**UPDATE** Despite multiple reports saying the women were Asian, the Los Angeles Times is now reporting the victims are Latina.
An elderly woman and her daughter were delivering newspapers in Torrance, Calif., early Thursday morning were wounded by police, who were on high alert for a fuguitive ex-LAPD officer, according to news reports.
The Los Angeles Times reported that one woman was shot in the hand and the other was shot in the back. They were taken to area hospitals; radio reports said the women were in stable condition. It was not clear what kind of newspapers the women were delivering.
“Tragically we believe that this was a case of mistaken identity,” said LAPD Chief Charlie Beck, at a news conference on Thursday.
It was also not clear how police could mistake a pair of Latina women for Christopher Dorner, a 6-foot tall, 270-pound African American man, but radio reports said the women were driving their delivery truck with the headlights off.

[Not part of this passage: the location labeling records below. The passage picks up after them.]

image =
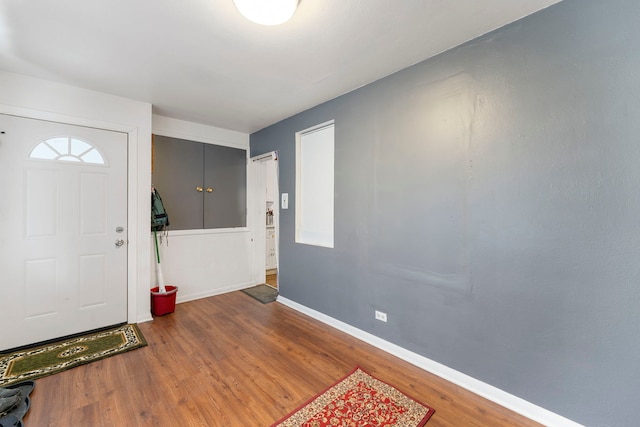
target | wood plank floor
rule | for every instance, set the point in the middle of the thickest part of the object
(229, 360)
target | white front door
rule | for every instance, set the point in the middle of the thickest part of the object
(63, 229)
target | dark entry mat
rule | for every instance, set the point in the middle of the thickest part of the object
(263, 293)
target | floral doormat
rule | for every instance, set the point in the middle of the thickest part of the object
(31, 363)
(359, 400)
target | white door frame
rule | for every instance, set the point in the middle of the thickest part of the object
(132, 202)
(257, 204)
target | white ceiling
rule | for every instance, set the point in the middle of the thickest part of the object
(199, 60)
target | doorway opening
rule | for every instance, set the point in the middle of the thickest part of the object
(265, 169)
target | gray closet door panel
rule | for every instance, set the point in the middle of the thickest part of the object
(176, 183)
(225, 172)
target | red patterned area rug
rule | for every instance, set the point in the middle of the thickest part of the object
(359, 400)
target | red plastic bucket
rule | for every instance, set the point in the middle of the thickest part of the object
(162, 304)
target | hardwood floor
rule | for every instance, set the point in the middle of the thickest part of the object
(229, 360)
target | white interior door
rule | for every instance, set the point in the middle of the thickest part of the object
(63, 229)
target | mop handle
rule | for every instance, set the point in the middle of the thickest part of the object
(155, 235)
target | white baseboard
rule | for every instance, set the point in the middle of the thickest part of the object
(489, 392)
(211, 292)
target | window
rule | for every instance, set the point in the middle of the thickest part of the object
(67, 149)
(314, 185)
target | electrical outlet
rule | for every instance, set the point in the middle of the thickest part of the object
(382, 316)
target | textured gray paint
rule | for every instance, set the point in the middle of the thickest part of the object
(487, 199)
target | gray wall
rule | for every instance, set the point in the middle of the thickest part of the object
(488, 200)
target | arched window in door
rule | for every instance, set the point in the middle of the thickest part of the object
(67, 149)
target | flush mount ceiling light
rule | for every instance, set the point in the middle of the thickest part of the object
(267, 12)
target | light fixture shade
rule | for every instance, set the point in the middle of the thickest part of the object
(267, 12)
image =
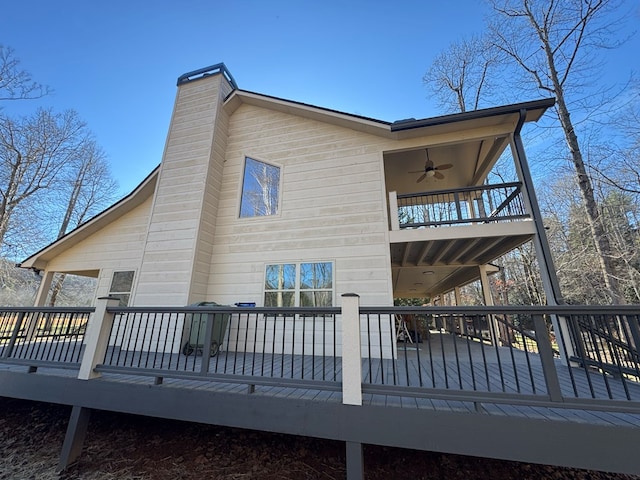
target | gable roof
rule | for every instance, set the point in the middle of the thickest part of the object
(394, 130)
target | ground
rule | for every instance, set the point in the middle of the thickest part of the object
(126, 447)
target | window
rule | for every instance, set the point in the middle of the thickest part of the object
(121, 286)
(260, 189)
(299, 285)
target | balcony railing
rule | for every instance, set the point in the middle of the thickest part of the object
(583, 357)
(43, 336)
(461, 206)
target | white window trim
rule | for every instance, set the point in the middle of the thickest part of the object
(254, 218)
(297, 289)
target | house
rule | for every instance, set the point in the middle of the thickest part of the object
(279, 203)
(282, 204)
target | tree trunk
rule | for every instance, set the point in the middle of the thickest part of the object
(594, 219)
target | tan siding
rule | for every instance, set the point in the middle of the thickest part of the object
(172, 244)
(331, 203)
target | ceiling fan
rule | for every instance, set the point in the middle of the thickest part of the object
(430, 170)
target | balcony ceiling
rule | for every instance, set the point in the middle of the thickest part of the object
(431, 267)
(470, 160)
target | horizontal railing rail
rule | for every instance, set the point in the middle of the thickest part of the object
(559, 356)
(266, 346)
(482, 204)
(507, 354)
(39, 336)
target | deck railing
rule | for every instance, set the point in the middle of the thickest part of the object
(293, 347)
(43, 336)
(564, 356)
(461, 206)
(561, 356)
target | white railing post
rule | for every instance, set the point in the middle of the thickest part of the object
(351, 355)
(393, 211)
(96, 338)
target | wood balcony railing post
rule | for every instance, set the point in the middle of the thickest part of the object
(97, 337)
(546, 358)
(393, 211)
(351, 350)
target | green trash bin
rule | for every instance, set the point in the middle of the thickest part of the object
(198, 324)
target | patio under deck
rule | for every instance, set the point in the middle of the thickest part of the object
(450, 393)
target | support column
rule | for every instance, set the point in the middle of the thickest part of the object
(97, 337)
(74, 438)
(488, 301)
(461, 320)
(355, 461)
(41, 297)
(548, 275)
(43, 289)
(351, 350)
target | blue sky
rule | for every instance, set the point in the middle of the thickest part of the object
(116, 62)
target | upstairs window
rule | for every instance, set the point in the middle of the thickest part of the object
(121, 284)
(299, 285)
(260, 189)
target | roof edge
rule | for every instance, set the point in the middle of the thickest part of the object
(218, 68)
(472, 115)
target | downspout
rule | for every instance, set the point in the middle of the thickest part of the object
(549, 278)
(543, 252)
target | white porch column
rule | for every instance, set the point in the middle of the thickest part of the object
(393, 211)
(351, 354)
(97, 337)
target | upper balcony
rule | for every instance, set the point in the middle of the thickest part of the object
(451, 232)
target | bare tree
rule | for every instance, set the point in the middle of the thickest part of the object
(15, 83)
(550, 41)
(86, 187)
(461, 76)
(33, 152)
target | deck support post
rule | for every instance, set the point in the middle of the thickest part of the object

A massive manhunt is underway in Southern California as authorities are seeking Dorner, 33, who is believed to have shot Monica Quan, a 28-year-old Chinese American college basketball coach, and her fiance, Keith Lawrence. Quan was the daughter of Randy Quan, a retired LAPD police captain whom Dorner blamed for his firing.
Dorner also singled out Asian American police officers in his disturbing manifesto which he published on the Internet.
“Those Asian officers who stand by and observe everything I previously mentioned other officers participate in on a daily basis but you say nothing, stand for nothing and protect nothing. Why? Because of your usual saying, ‘I … don’t like conflict.’ You are a high value target as well,” Dorner wrote.
Quan’s father, Randy Quan, reportedly the first Chinese American in the LAPD to rise to the rank of captain, represented Donner in front of the LAPD’s Board of Rights committee which ruled against Donner at the time of his dismissal in 2009, according to CBS News.
Randy Quan retired from the LAPD in 2002 and later served as chief of police at Cal Poly Pomona and then went on to practice law.